I wanted to be able to get from the game the saves path that is used, but I could only get a relative path. So, at the moment, the path is guessed to be C:/Users/{os.getlogin()}/Documents/My Games/Borderlands 2/WillowGame/SaveData
, where {os.getlogin()}
is the user’s Windows username, and if that path does not exist the user is prompted to correct it. There are, of course, many situations where that would not be the correct path, and I am conscious of that.
The backups path is by default set to /backups
child directory under the SaveData folder.
Regardless of validity of guessed paths, upon first launch the user is greeted with the Configuration dialog, so they can review and set the paths as they see fit. After that, the dialog will not pop up again in subsequent launches unless there is a problem with the paths. It can be opened manually in the mod manager by pressing C with the mod selected.

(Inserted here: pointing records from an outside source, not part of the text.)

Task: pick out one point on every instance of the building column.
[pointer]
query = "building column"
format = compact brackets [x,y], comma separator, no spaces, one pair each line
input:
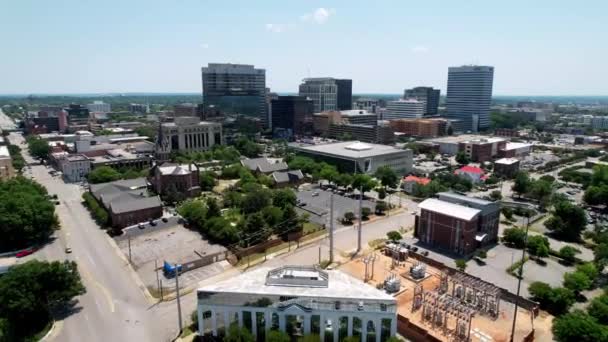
[281,321]
[201,321]
[254,324]
[307,319]
[335,325]
[322,326]
[268,319]
[226,320]
[213,323]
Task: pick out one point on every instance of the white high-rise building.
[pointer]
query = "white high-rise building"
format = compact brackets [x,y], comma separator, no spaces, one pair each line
[469,95]
[99,107]
[404,109]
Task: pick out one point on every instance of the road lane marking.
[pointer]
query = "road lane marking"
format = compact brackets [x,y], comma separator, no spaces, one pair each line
[105,291]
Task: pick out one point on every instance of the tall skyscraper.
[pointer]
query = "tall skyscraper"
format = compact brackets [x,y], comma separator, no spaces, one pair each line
[469,95]
[345,94]
[235,89]
[404,109]
[328,93]
[292,115]
[426,94]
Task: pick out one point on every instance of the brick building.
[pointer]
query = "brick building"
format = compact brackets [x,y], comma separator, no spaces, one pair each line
[127,202]
[457,223]
[427,128]
[175,177]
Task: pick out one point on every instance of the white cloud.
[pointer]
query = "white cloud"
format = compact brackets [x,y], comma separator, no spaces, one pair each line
[420,49]
[275,28]
[320,15]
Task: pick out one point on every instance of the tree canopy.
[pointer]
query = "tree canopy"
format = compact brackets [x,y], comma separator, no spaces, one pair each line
[27,216]
[29,291]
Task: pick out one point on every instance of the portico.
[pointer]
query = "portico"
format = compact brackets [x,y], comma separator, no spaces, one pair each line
[300,301]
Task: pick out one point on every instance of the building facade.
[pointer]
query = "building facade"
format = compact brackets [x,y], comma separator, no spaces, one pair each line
[235,89]
[367,104]
[6,164]
[469,95]
[299,300]
[456,223]
[169,177]
[293,114]
[427,95]
[426,128]
[404,109]
[358,157]
[345,94]
[187,134]
[99,107]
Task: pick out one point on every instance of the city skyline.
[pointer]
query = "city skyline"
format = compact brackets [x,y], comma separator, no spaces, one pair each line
[552,50]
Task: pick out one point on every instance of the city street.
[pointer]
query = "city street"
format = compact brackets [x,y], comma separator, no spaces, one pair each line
[114,308]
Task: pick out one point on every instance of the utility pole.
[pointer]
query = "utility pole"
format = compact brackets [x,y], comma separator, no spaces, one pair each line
[129,237]
[360,218]
[331,228]
[520,275]
[179,305]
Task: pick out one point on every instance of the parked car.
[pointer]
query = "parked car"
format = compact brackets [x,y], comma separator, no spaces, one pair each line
[24,253]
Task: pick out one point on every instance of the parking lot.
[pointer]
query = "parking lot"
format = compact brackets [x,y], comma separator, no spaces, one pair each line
[151,246]
[317,203]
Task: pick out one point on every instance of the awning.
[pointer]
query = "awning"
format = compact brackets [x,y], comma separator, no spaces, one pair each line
[480,237]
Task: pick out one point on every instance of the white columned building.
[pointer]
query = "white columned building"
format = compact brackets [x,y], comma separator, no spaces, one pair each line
[299,300]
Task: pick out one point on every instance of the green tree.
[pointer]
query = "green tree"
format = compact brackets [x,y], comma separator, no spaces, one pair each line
[578,326]
[387,176]
[349,217]
[515,237]
[567,221]
[30,291]
[598,308]
[365,212]
[238,334]
[522,183]
[283,197]
[277,336]
[207,180]
[568,253]
[461,264]
[394,235]
[538,245]
[39,148]
[462,158]
[381,207]
[495,195]
[27,216]
[103,174]
[577,281]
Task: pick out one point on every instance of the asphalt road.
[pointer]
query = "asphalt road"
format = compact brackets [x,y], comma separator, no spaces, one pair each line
[113,308]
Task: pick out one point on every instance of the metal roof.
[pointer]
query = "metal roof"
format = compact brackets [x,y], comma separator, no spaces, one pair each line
[449,209]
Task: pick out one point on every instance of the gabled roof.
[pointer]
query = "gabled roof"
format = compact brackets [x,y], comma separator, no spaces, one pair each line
[449,209]
[470,169]
[263,165]
[419,180]
[287,176]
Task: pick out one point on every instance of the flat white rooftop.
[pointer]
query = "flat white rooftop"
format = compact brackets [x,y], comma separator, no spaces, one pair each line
[450,209]
[506,161]
[351,149]
[339,285]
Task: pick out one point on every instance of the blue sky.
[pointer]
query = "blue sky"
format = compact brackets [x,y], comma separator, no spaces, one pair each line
[537,47]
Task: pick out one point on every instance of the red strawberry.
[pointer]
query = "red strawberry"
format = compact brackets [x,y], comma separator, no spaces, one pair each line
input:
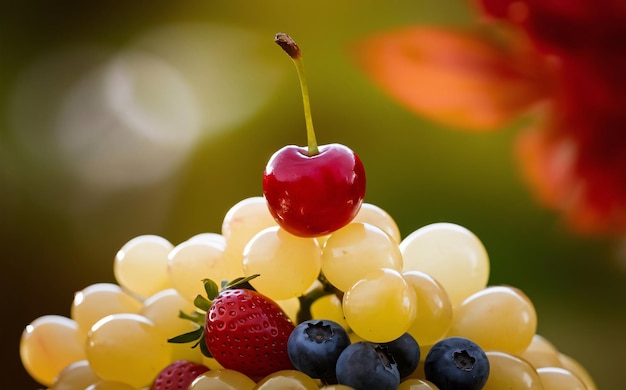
[242,329]
[248,332]
[178,375]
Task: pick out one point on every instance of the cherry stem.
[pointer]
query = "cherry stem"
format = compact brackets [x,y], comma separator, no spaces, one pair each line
[291,47]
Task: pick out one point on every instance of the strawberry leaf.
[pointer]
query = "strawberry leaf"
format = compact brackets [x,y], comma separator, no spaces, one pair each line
[202,303]
[211,288]
[238,281]
[187,337]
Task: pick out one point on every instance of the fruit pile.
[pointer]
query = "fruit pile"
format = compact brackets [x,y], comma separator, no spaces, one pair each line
[306,287]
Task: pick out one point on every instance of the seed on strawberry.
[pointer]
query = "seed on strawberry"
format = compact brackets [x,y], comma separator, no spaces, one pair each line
[242,329]
[178,375]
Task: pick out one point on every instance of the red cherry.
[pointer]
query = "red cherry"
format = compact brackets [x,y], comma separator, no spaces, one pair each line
[314,195]
[316,190]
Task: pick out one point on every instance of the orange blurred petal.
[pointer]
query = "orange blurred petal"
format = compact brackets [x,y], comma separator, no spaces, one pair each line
[591,203]
[451,77]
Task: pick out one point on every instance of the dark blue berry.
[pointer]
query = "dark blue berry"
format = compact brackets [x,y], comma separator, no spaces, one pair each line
[366,366]
[314,347]
[457,363]
[406,353]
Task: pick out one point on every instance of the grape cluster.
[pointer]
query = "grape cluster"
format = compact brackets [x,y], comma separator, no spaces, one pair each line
[406,313]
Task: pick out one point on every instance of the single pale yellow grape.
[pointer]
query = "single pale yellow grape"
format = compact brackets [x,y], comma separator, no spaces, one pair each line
[498,318]
[356,249]
[434,309]
[242,222]
[288,265]
[99,300]
[354,337]
[48,345]
[541,353]
[141,265]
[510,372]
[287,380]
[209,237]
[577,369]
[557,378]
[222,379]
[163,310]
[376,216]
[291,307]
[417,384]
[329,307]
[381,306]
[77,375]
[451,254]
[192,261]
[127,348]
[110,385]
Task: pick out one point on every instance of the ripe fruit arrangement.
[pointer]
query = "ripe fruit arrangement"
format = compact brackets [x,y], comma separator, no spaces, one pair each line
[329,300]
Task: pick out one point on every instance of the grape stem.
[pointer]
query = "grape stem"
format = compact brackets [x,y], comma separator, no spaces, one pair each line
[291,47]
[326,288]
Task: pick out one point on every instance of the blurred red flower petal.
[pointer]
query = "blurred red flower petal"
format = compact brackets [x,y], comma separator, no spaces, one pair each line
[456,78]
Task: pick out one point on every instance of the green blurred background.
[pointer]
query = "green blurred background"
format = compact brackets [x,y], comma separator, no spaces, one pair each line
[64,212]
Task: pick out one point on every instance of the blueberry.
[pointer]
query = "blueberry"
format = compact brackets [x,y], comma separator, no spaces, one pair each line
[457,363]
[314,347]
[366,366]
[406,353]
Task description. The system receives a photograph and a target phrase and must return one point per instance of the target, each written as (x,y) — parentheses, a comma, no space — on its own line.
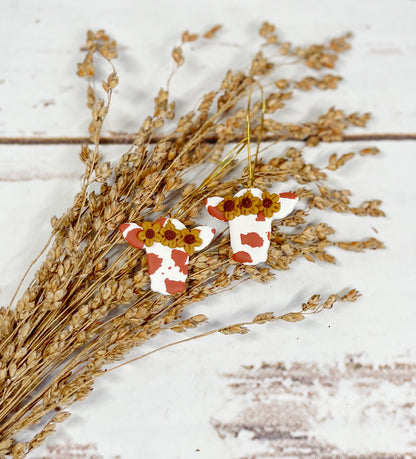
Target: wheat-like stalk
(73,318)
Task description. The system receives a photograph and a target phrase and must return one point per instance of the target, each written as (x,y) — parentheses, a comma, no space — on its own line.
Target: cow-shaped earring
(168,244)
(250,214)
(251,211)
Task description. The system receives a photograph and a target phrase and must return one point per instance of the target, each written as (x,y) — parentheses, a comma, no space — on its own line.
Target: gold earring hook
(252,164)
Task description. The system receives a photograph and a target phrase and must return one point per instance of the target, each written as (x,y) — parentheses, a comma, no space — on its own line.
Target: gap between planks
(129,139)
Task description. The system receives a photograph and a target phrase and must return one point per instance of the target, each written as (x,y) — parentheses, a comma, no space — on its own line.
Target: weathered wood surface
(179,403)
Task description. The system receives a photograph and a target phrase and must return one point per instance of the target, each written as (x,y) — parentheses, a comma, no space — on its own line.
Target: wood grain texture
(41,96)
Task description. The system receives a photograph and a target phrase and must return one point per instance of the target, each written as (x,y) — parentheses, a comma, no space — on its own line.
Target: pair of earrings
(168,243)
(249,213)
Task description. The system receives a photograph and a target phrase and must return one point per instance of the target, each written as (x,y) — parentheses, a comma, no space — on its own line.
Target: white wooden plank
(40,94)
(180,394)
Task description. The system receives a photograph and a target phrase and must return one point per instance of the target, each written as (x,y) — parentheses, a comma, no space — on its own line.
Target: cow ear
(211,205)
(288,202)
(206,233)
(130,233)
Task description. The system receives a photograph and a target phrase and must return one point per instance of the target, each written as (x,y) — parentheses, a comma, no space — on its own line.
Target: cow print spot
(242,257)
(180,258)
(252,239)
(173,287)
(153,263)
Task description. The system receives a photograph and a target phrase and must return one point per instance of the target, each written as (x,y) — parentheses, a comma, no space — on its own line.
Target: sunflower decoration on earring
(270,204)
(150,233)
(250,212)
(190,239)
(168,244)
(230,206)
(249,204)
(170,235)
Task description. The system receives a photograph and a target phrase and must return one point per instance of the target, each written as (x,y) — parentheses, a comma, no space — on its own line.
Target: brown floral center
(150,234)
(170,235)
(246,203)
(189,239)
(229,206)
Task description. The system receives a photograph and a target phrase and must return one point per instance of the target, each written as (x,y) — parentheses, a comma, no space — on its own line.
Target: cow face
(250,214)
(168,244)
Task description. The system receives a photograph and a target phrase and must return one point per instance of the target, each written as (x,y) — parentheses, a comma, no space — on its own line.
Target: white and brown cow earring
(250,212)
(168,244)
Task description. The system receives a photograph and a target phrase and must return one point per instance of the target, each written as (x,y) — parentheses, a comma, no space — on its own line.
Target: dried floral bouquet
(89,303)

The Configuration dialog was made using the very useful UserFeedback
library.
backup
and file_threshold
are two helper modules which do not rely on anything specific to Saves Backuper, and are quite standalone. The former contains the backup logic, and the latter the threshold logic; i.e. the deletion of old backups below a set threshold. This is done in quite a safe manner, as only files that match a certain filter will be deleted. The regex Saves Backuper uses is '^' + base_name + r'.*\.zip$'
, where base_name
is the name of the directory backed up. This means that if you for some reason wanted to prevent a certain backup from being deleted, you could rename it to make it not match this regex; like add anything to the beginning of the name, for instance an underscore.
Notable is that the 'backup to' path (to_path
) (where backups are stored) is allowed to be inside the 'backup' path (path
) (folder whose contents are backed up). backup
checks for that special case and makes sure to skip any files inside the to_path
.
There is also the module zip_extra_fields
, which again is quite standalone. ZIP files can contain extra fields to give more information about the files therein. The one I use for Saves Backuper backups is the NTFS Extra Field, which can be used to store creation, modification, and access times. Without this field, only modification time would be stored. You can see more information about ZIP extra fields here.
There is pretty good logging in this mod, every major action is reported (as in, you can see what is going on if you check the console / log).
- All set (ready; paths confirmed valid)
- Preparing backup
- Backup success
- Backup failure
- Checking threshold
- If threshold exceeded: what was deleted
- Threshold not exceeded
There are tests for the backup
and file_threshold
modules. To run them you will need to have the package pytest
installed. To run the tests, simply type pytest
in your terminal while in the root directory.